1. Hace unos días me caí, no fue nada grave pues todavía aterrizo como los gatos. Me gané una raspadura que atendí como siempre: agua, jabón, desinfectante, curita. Pero esta vez me sorprendió sentir un ardor desmedido en la herida al desinfectarla. Sople sobre mi rodilla como lo he hecho siempre, conmigo misma y con mis hijos. Imaginé que mi piel es otra, que ha perdido su capacidad de resistencia o que este cuerpo se ha decidido a regodearse con el dolor. Decidida, vertí una nueva cantidad de desinfectante, más generosa. Entonces entendí que el dolor sólo se había acrecentado ante el temor de que algo en esa rodilla dejara de funcionar.
2. No es novedad: tengo fobia a los hospitales, a las enfermedades, a las recetas médicas, a las personas que buscan empatía vía las miserias de su cuerpo, y quemaría en leña verde a todos los hipocondríacos. Desprecio toda celebración de nuestra fragilidad física, no hay ningún mérito en ella. Basta saber que todos somos como esa galletita del cuento que corre rápido, rápido, creyendo que nunca nadie podrá alcanzarla. (Sí, al final la galleta muere tragada por la zorra).
3. Mis adversiones han comenzado a ser un problema, pues no busco médicos a tiempo ni pido ayuda "para no causar lástimas". Prueba de ello es que apenas hoy horneé mis galletas de jengibre. Por supuesto que no necesitaba la rodilla para amasar; una de mis manos ha decidido no moverse como solía hacerlo. Para la mayoría sólo se trata de unas estúpidas galletas, pero para mí es un símbolo íntimo: es una manera crujiente y dulce de cerrar ciclos. La Colina ahora huele a galletas gracias a la ayuda de mi familia.

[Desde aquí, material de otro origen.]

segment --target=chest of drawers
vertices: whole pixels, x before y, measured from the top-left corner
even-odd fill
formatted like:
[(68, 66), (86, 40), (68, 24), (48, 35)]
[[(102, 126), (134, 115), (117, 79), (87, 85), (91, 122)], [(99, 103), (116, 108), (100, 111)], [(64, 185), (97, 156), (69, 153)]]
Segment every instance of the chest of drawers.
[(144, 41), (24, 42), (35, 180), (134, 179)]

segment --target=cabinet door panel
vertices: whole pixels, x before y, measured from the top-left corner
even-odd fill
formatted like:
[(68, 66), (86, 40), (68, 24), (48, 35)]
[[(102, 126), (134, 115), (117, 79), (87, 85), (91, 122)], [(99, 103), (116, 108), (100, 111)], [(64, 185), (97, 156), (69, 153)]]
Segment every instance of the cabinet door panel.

4. Quisiera ahogar mi mano en desinfectante, para sentir ardor, para que sintiera el ardor y decidiera comportarse. Una galleta remojada se deshace y se transforma en el poso de un vaso con leche. Una galleta remojada no puede hornear ni cocinar ni teclear palabras aquí y allá; esto último es lo que más me aterra pues las galletas silentes son las primeras en ser devoradas por las zorras calaveras.